By Rev. Ralph T. Newell
During Hurricanes Harvey and Irma several pastors were criticized for not coming to the forefront and offering assistance as quickly as some people thought they should. This was broadcast on the media and twitter, etc. There are times when pastors need a pastor rather than criticism. October is designated as Pastor’s Appreciation Month. This would be a great time to begin to learn how to pastor your pastor.
Have you ever thought about who pastors your pastor? This could be your mission in life. Ask God to help you and equip you for this task. There are millions of members that pastors minister to day by day and week by week. Pastors preach and teach to feed your spirit. They baptize your children, bury your dead; they visit you and your family members when you are sick. Pastors counsel with you and visit your sons and daughters when they are in jail. Pastors are there to bring comfort when you are hurting; they nurture you when your marriage is rocky. They are there when husbands and wives leave you and children are left broken, etc; but, who is there to pastor the pastor?
Pastors hurt just like you hurt. Is it possible that you do not see your pastor as human, flesh and blood just as you are? Do you think that the pastor lives in heaven and is let down to earth on a fancy spiritual rope to take care or your and the world’s needs? These are thoughts to ponder, so I have some insights to share with you.
Let me begin with scriptural references: Jesus told his disciples; “My command is this: love each other as I have loved you. Greater love has no one than this: to lay down one’s life for one’s friends. You are my friends if you do what I command” (John 15:12-14 NIV). Was this directive from Jesus just for the disciples? I think not! The Apostle Paul, as a pastor, needed help and he refers to Christians who ministered to him. “I commend to you our sister Phoebe, a servant of the church in Cenchrea. I ask you to receive her in the Lord in a way worthy of saints and to give her any help she may need from you, for she has been a great to many people, including me. Greet Priscilla and Aquila my fellow workers in Christ Jesus. They risked their lives for me. Not only I but all the churches of the Gentiles are grateful to them” (Romans 16:1-4 NIV).
Please take time to read Romans 12 for insights on ministering to each other and to your pastor as well. “Do not think of yourself more highly than you ought, but rather think of yourself with sober judgment, in accordance with the measure of faith God has given you” ( vs.3). “So in Christ we who are many form one body, and each member belongs to all the others” (vs. 5).
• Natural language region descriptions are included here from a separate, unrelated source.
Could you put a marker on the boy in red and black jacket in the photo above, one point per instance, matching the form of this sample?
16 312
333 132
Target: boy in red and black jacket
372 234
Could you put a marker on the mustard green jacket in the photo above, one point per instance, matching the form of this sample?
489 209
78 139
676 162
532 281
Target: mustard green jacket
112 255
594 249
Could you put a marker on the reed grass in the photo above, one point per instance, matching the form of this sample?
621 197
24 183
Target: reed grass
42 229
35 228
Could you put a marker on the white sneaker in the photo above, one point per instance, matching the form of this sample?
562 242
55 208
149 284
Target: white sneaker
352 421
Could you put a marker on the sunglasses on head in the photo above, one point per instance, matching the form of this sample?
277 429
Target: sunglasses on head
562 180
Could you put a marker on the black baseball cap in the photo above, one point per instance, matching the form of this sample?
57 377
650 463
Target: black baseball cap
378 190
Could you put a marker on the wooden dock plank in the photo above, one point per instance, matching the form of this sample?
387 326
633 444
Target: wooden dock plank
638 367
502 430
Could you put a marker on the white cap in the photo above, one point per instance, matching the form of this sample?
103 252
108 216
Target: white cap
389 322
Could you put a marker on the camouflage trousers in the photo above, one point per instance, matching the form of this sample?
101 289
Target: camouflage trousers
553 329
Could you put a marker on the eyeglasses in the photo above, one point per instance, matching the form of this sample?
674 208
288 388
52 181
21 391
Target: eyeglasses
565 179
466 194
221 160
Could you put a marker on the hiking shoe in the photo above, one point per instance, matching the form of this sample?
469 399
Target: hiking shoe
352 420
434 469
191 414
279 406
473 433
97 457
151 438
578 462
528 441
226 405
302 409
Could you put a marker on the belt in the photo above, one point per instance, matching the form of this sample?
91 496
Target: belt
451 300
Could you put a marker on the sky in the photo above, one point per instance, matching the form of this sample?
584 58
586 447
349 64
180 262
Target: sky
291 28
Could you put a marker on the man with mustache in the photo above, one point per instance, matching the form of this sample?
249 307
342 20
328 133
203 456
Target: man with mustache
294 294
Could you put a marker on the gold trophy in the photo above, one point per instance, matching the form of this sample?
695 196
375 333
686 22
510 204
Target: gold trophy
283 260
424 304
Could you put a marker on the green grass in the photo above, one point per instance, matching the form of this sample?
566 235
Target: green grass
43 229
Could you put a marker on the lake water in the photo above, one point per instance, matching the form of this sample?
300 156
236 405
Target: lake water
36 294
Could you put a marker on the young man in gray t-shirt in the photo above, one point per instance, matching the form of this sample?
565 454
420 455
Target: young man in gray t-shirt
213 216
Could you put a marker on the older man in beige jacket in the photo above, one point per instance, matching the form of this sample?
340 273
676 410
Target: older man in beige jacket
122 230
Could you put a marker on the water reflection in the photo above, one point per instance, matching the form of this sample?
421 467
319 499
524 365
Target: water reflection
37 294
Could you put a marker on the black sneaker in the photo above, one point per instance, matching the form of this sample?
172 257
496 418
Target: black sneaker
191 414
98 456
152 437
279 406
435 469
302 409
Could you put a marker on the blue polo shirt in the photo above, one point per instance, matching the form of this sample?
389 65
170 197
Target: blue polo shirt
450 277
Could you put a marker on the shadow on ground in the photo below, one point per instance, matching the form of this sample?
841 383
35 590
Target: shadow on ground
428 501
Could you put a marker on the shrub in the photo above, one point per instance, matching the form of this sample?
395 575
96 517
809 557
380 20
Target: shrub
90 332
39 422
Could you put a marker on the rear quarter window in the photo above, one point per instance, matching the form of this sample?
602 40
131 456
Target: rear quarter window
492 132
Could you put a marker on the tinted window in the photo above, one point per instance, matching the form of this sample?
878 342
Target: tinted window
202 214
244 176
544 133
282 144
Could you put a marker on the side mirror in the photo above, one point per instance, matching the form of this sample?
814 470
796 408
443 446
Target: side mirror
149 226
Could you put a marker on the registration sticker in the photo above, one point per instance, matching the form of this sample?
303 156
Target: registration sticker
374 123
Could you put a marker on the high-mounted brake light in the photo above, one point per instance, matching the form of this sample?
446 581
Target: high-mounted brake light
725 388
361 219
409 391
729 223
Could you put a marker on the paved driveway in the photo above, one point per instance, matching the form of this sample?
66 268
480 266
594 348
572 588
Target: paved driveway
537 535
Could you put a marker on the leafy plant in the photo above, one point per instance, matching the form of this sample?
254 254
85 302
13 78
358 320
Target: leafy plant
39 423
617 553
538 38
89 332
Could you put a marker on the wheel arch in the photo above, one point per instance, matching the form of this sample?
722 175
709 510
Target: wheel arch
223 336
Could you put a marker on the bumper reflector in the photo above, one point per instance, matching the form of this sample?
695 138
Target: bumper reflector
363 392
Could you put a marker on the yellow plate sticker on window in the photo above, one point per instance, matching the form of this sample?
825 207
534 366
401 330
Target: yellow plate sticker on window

When it comes to your gifts, “if it is serving, then serve; if it is teaching, then teach; if it is encouraging, then encourage; if it is contributing to the needs of others, do it generously; if it is leadership, let him govern diligently; if it is showing mercy let him do it cheerfully” (vss. 7-8). “Be devoted to one another in brotherly love. Honor one another above yourselves” (vs. 10 NIV). Your pastor needs you, “The elders who direct the affairs of the church well are worthy of double honor, especially those whose work is preaching and teaching” (1st Timothy 5:17 NIV).
Pastors and members, pastoring the pastor is a two- way street. The pastor has to have a spirit that will receive ministering from a parishioner. Pastors have to be humble enough to permit that relationship and trust from a member or members; to pastor the pastor does not have to be an ongoing relationship like the pastor has with the membership. Members you receive and receive but what do you give back? Do you ask your pastor, what can I do to help you in ministry and in your personal life? Why not ask the pastor if you can pray with him/her for the ministry and their family? Then pray with them out of love for God and them.
Members here are seven steps you may consider as you minister to your pastor. 1. Intercede in private prayer. 2. Make genuine contact with your pastor not to ask for anything but to offer yourself as a servant to him/her. 3. Ask your pastor what you can pray for with him/her? 4. Learn the power of confidentiality, what you share is between you, them, and God. 5. Seek direction from God on how to minister to your pastor. 6. Periodically call to check in and encourage your pastor. 7. Remember to personally pray with your pastor from time to time. One final word, sometimes just call your pastor and let him/her know that a certain part of the sermon was just what you needed to help you get through the week and then quote that part to him/her. Oh yes, a card expressing thanks to both the pastor and spouse is so very important in ministering to your God- given leaders. May God’s Power, Presence, Protection, Provision and Peace be Yours!